And Barnes has the luxury of campaigning full-time for three weeks while letting GOP Karen Handel and Nathan Deal rough up each other in the primary runoff.
In a Rasmussen survey Wednesday, Republican front-runner Handel was in a virtual tie with Barnes. She had 45 percent to Barnes' 44 percent in the telephone poll of 500 likely voters. Seven percent preferred some other candidate and 4 percent were undecided.
Deal led Barnes 49 percent to 43 percent with some other candidate and undecided each at 4 percent.
Of more significance at this point, according to Rasmussen, is the number of people holding strong opinions. Twenty-seven percent have a very favorable opinion of widely known former Gov. Barnes, while 21 percent harbor a very unfavorable view of him. At least his very favorable standing beats his very unfavorable numbers.

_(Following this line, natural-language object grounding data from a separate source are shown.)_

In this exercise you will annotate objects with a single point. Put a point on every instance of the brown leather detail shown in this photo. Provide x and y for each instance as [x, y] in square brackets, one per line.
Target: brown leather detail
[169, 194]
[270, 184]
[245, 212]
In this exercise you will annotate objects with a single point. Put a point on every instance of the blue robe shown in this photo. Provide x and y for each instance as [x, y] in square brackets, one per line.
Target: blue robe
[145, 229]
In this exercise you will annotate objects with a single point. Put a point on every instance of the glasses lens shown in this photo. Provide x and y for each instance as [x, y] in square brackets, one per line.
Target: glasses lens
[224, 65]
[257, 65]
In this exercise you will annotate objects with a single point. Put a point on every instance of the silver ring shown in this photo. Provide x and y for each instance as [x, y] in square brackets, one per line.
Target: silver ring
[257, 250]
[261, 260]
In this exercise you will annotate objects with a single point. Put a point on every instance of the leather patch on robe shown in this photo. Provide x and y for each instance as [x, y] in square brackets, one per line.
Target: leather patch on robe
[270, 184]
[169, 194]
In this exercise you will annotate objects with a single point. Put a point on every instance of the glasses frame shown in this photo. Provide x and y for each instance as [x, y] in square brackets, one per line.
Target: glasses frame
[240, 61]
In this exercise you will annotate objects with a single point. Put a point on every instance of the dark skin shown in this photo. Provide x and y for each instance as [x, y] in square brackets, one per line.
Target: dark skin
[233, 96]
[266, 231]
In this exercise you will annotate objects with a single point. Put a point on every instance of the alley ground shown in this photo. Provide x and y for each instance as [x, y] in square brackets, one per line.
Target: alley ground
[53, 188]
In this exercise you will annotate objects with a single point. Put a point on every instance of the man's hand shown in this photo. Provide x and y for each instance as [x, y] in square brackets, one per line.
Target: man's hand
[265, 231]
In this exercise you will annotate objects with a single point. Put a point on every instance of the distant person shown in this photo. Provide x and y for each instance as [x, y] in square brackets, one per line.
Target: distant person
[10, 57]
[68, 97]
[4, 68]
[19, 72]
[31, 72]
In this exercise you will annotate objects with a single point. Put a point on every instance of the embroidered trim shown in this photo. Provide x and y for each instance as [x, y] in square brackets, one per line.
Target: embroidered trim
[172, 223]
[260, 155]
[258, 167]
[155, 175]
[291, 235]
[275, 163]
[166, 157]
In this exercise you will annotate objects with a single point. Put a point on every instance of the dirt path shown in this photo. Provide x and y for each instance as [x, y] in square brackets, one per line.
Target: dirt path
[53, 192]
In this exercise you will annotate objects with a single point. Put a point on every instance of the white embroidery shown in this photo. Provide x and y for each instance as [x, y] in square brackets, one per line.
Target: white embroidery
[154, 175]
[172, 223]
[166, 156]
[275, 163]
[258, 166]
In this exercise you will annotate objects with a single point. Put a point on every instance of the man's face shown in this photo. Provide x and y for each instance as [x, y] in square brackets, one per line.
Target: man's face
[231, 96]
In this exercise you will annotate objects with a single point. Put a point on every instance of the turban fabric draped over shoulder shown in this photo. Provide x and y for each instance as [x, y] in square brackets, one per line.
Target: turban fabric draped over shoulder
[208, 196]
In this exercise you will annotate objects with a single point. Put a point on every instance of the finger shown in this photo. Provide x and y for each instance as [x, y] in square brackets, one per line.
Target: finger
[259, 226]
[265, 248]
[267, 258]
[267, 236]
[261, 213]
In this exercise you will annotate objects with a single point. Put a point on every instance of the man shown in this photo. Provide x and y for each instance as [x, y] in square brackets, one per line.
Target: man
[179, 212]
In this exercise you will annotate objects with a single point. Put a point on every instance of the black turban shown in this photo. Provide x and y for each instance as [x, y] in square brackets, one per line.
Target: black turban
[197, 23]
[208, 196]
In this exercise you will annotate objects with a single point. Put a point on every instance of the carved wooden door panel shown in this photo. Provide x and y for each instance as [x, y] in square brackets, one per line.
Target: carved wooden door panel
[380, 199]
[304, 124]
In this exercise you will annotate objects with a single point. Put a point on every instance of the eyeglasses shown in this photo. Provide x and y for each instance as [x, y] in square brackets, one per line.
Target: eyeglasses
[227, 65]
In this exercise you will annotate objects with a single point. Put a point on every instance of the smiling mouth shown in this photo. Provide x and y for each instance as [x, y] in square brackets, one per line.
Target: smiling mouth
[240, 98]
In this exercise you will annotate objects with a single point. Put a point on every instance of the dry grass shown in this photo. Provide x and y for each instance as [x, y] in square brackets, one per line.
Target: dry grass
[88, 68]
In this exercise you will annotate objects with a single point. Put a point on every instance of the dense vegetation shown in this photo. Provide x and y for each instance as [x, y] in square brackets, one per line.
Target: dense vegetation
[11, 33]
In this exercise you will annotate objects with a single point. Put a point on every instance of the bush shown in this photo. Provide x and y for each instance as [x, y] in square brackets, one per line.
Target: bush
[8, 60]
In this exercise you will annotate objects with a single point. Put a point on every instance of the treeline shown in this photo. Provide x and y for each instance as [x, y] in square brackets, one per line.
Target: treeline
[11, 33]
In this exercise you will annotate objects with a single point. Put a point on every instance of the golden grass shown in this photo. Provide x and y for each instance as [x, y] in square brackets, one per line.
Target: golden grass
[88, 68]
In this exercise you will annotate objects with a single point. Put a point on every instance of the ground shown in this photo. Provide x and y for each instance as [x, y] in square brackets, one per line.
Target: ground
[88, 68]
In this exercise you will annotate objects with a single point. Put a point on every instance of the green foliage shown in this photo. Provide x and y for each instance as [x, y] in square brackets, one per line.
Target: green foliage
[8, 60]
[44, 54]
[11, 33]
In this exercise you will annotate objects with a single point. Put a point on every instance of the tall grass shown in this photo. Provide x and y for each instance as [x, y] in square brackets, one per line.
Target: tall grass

But check this: The reverse is true of both Republicans. For Handel, the figures are 15 percent very favorable and 19 percent very unfavorable. Deal: 12 percent very favorable and 18 percent very unfavorable. Is this due to lack of name recognition? That seems unlikely in the case of Handel who has been secretary of state for nearly four years.
Another omen for Handel in the runoff: Only 44 percent see her as politically conservative, 30 percent think she's moderate and 14 percent say she's liberal. Of Deal, who is running as "the conservative candidate," 54 percent say he's conservative, 21 percent moderate and 11 percent liberal.
Likewise, the figures suggest Barnes has some work to do to show he's not "liberal," politically anathema in Georgia. In the survey, he was viewed as liberal by 37 percent of the likely voters, while 44 percent saw him as moderate.
In addition to the war of words over who's conservative, Handel is under attack from leaders of the Georgia Right to Life organization. They claim she is "not pro-life, regardless of her statements to the contrary and despite her 'many pro-life endorsements.'"
For the record, Handel says on her website, "I am staunchly and unequivocally pro-life. And while I will not seek to prohibit abortions in the extremely rare cases of rape, incest, or where there is a real threat to the life of the mother ..."
Meanwhile, to make the political scene even more interesting, President Obama will come to Atlanta on Aug. 2, just a week before the runoff election, for a speech to the national convention of the Disabled American Veterans.
This will be Obama's first visit to Atlanta since his election, and he will be the first president to speak to the DAV national convention since Bill Clinton in 1996.
Obama will also speak at a Democratic National Committee fundraising event in Atlanta. But on that score, I have a feeling that Roy Barnes already has a previous commitment.